If a member of the community called the office with a question, the coroner had to call around to various deputies to track down an answer.
Centralizing digital records is the first in a series of standard operating procedures Stillinger and his chief deputy, Dan Devoy, plan to put in place in the coming months.
They plan to craft guidelines governing each step of coroners’ death investigations, instructing them how to properly collect and store evidence and which agencies to contact in various emergency situations, Devoy said.
Having such rules in place ensures ever coroner who investigates a death does so in the same, professional way, Devoy said.
Close to home
Historically, the county has relied on pathologists from Marion County to perform some autopsies, especially for homicides and other criminal cases, Stillinger said — a decision that has been debated at various times during the last two administrations.The practice takes law enforcement — including police, coroners and prosecutors — out of the county for hours at a time while the procedure is completed, straining departments that have long complained of staff shortages.
It can also carry a costly price tag, officials said: Autopsies in Marion County cost about $1,400 in addition to the transportation and overtime costs detectives can rack up for a lengthy investigation.

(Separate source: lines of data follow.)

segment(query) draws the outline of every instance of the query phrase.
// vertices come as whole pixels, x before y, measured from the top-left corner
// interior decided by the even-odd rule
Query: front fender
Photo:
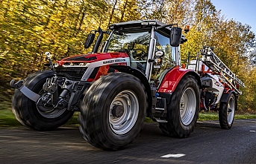
[[[172,93],[182,77],[187,74],[193,76],[198,82],[199,88],[201,88],[202,82],[198,73],[193,70],[184,69],[176,66],[165,74],[157,92]]]

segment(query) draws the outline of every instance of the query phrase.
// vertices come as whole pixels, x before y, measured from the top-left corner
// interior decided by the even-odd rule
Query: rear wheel
[[[163,133],[187,137],[193,132],[199,113],[199,88],[194,76],[182,78],[172,94],[167,108],[166,123],[160,123]]]
[[[143,128],[146,96],[135,76],[117,73],[95,82],[81,106],[80,131],[93,145],[112,150],[133,141]]]
[[[228,102],[220,102],[219,111],[219,121],[223,129],[230,129],[232,127],[237,99],[233,94],[229,95]]]
[[[47,78],[53,76],[51,70],[31,73],[25,79],[24,85],[37,94],[43,95],[43,85]],[[52,106],[38,106],[36,102],[16,89],[13,97],[13,112],[22,125],[38,131],[50,131],[65,124],[73,111],[56,109]]]

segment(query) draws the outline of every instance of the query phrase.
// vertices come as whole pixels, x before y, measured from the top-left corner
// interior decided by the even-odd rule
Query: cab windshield
[[[131,58],[131,66],[145,73],[150,30],[114,31],[104,52],[124,52]]]

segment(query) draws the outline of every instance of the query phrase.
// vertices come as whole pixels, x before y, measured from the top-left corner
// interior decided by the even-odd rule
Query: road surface
[[[0,163],[256,163],[255,131],[256,119],[235,120],[230,130],[205,121],[176,139],[151,122],[125,149],[112,151],[88,144],[78,128],[0,129]]]

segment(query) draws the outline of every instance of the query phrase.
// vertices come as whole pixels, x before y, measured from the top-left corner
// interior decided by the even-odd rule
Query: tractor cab
[[[181,65],[179,45],[186,39],[177,24],[151,20],[131,21],[113,24],[109,29],[110,32],[99,29],[93,53],[126,53],[131,67],[140,70],[149,81],[158,81],[157,83],[168,70]],[[109,37],[99,44],[104,33],[110,34]],[[88,36],[86,47],[93,43],[94,37],[95,33]]]

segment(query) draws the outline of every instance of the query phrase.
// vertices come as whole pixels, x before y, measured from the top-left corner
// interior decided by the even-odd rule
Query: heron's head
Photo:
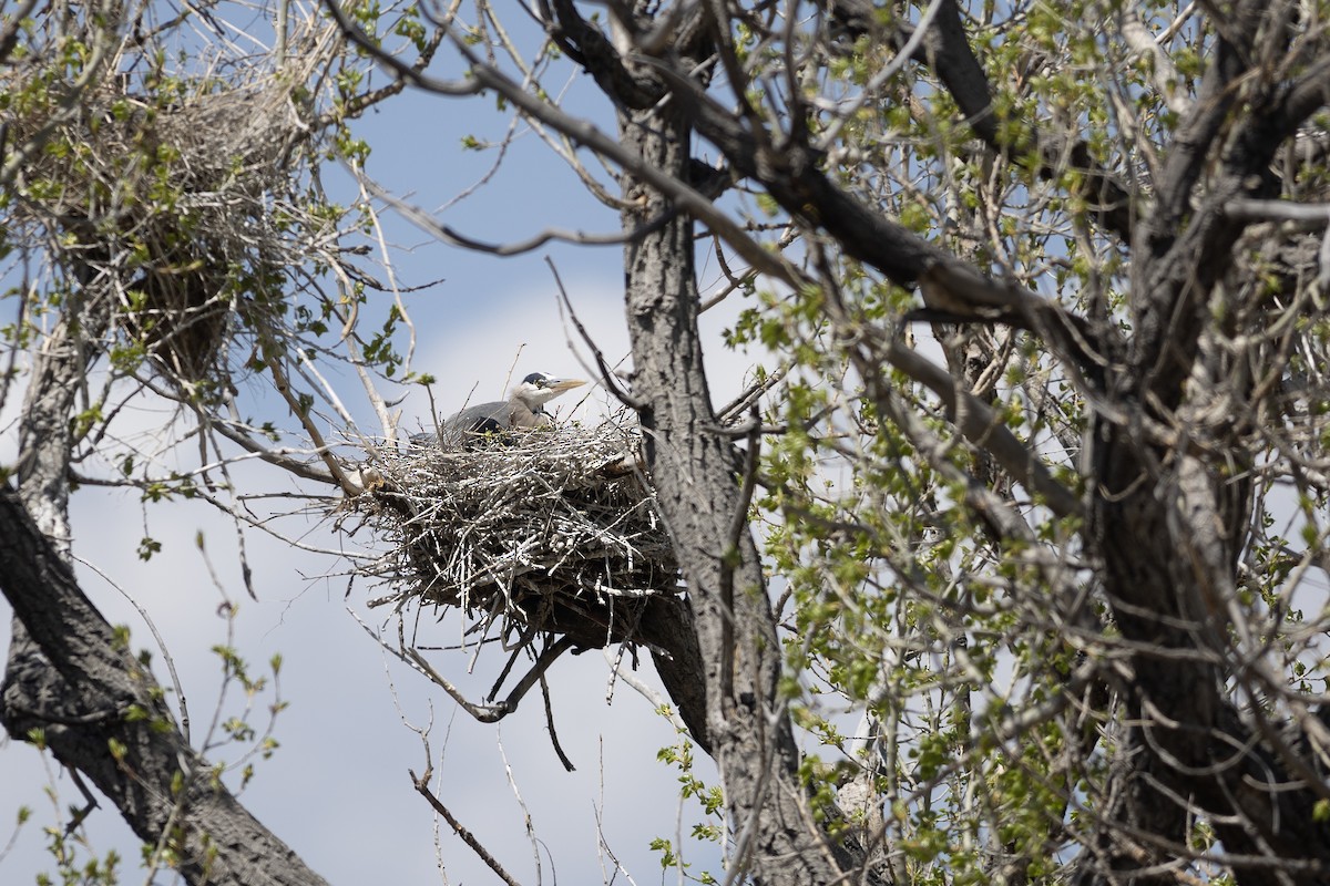
[[[512,389],[512,399],[520,400],[532,412],[536,412],[563,392],[580,388],[584,384],[587,383],[581,379],[556,379],[544,372],[532,372]]]

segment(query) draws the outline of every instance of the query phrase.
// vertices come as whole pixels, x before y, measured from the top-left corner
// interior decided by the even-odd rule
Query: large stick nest
[[[359,570],[392,587],[370,604],[456,608],[515,643],[636,643],[648,600],[678,590],[638,445],[605,422],[384,456],[350,505],[392,545]]]

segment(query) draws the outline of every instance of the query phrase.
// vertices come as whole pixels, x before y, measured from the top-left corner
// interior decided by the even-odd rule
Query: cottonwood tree
[[[624,400],[693,644],[658,667],[717,762],[728,878],[1326,879],[1326,9],[551,0],[527,54],[488,4],[327,11],[394,88],[500,97],[620,215]],[[126,391],[356,490],[246,426],[230,383],[299,418],[321,383],[279,341],[388,360],[339,335],[359,299],[318,287],[360,292],[347,221],[289,190],[318,195],[321,139],[354,158],[340,114],[374,96],[355,64],[298,66],[255,97],[282,137],[190,154],[170,121],[207,132],[189,114],[234,113],[241,84],[124,64],[177,21],[51,12],[0,35],[32,86],[7,109],[8,238],[43,268],[13,332],[35,356],[0,498],[4,723],[189,879],[317,882],[200,765],[61,545],[76,456],[121,454],[100,429]],[[332,32],[278,33],[265,82]],[[604,125],[551,100],[569,69]],[[82,149],[108,132],[125,169]],[[771,355],[729,406],[698,331],[720,295],[745,306],[729,344]]]
[[[396,27],[428,58],[424,29]],[[330,199],[321,174],[363,159],[347,121],[400,89],[367,89],[368,66],[317,5],[4,9],[0,408],[17,416],[17,457],[0,489],[15,612],[0,721],[120,810],[149,879],[323,882],[233,793],[271,751],[262,724],[226,711],[192,727],[180,683],[158,683],[80,590],[70,490],[209,501],[247,522],[262,515],[238,461],[358,490],[327,452],[326,429],[351,421],[319,367],[347,363],[372,392],[404,371],[407,341],[391,296],[367,306],[372,210]],[[124,430],[117,418],[142,406],[168,417]],[[138,553],[156,550],[148,537]],[[221,654],[223,697],[265,697],[270,677]],[[85,865],[66,841],[90,812],[84,792],[89,808],[49,832],[55,861],[66,882],[114,882],[114,857]]]
[[[620,215],[728,877],[1325,882],[1330,11],[527,12],[424,70],[339,15]],[[728,410],[700,251],[773,355]]]

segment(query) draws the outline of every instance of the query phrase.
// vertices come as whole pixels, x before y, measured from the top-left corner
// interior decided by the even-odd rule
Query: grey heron
[[[513,385],[507,400],[467,406],[448,416],[439,429],[446,444],[460,444],[467,437],[503,433],[513,428],[552,428],[555,420],[545,412],[545,404],[573,388],[587,384],[581,379],[556,379],[544,372],[532,372]],[[414,434],[415,442],[432,442],[432,434]]]

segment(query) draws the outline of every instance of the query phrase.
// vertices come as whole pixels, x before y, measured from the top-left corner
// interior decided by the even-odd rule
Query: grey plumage
[[[448,416],[439,428],[439,440],[447,446],[466,445],[469,437],[504,433],[515,428],[551,428],[555,420],[545,404],[573,388],[587,384],[581,379],[555,379],[533,372],[515,385],[507,400],[481,402]],[[412,434],[416,444],[432,444],[434,434]]]

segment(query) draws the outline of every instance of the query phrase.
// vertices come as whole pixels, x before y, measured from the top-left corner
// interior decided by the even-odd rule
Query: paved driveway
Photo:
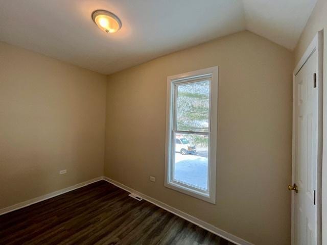
[[[207,188],[207,152],[197,155],[175,155],[175,179],[204,189]]]

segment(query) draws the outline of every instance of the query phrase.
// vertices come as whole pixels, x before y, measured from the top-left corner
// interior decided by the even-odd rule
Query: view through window
[[[218,67],[167,78],[166,187],[216,202]]]
[[[173,179],[208,190],[210,81],[176,85]],[[186,132],[185,132],[186,131]]]

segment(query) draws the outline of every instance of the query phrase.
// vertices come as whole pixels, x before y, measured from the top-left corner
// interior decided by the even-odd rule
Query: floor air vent
[[[142,198],[141,198],[141,197],[139,197],[137,195],[136,195],[135,194],[134,194],[133,193],[131,193],[129,195],[130,197],[133,198],[134,199],[136,199],[137,201],[142,201],[143,200],[143,199]]]

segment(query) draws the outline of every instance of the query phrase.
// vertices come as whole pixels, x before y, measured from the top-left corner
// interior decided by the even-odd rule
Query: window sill
[[[186,195],[191,195],[191,197],[197,198],[198,199],[205,201],[205,202],[207,202],[208,203],[210,203],[213,204],[216,204],[215,197],[210,196],[209,194],[208,193],[198,191],[191,188],[188,188],[184,185],[178,184],[178,183],[173,181],[166,182],[165,183],[165,186],[184,194],[186,194]]]

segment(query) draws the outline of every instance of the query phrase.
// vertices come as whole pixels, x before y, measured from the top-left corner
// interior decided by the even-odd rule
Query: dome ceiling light
[[[98,10],[92,13],[92,19],[99,28],[107,33],[116,32],[122,27],[122,21],[115,15],[106,10]]]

Having autopsies performed at Hancock Regional Hospital are a few hundred dollars cheaper than in Marion County.
Any savings is important, Stillinger said; twice in recent years, county officials have been forced to transfer upwards of $20,000 extra into the coroner’s $57,000 operating budget budget to cover unpaid autopsy bills. In 2016, 24 autopsies were preformed on people who died in Hancock County, officials said; more than half were sent to Marion County to be examined.
In the next year, Stillinger promises a coroner’s office that works hard to protect taxpayer dollars while meeting families’ needs when they need support most.
“You’re meeting these people at the worst time in their lives,” he said. “We can take care of them to the best of our abilities.”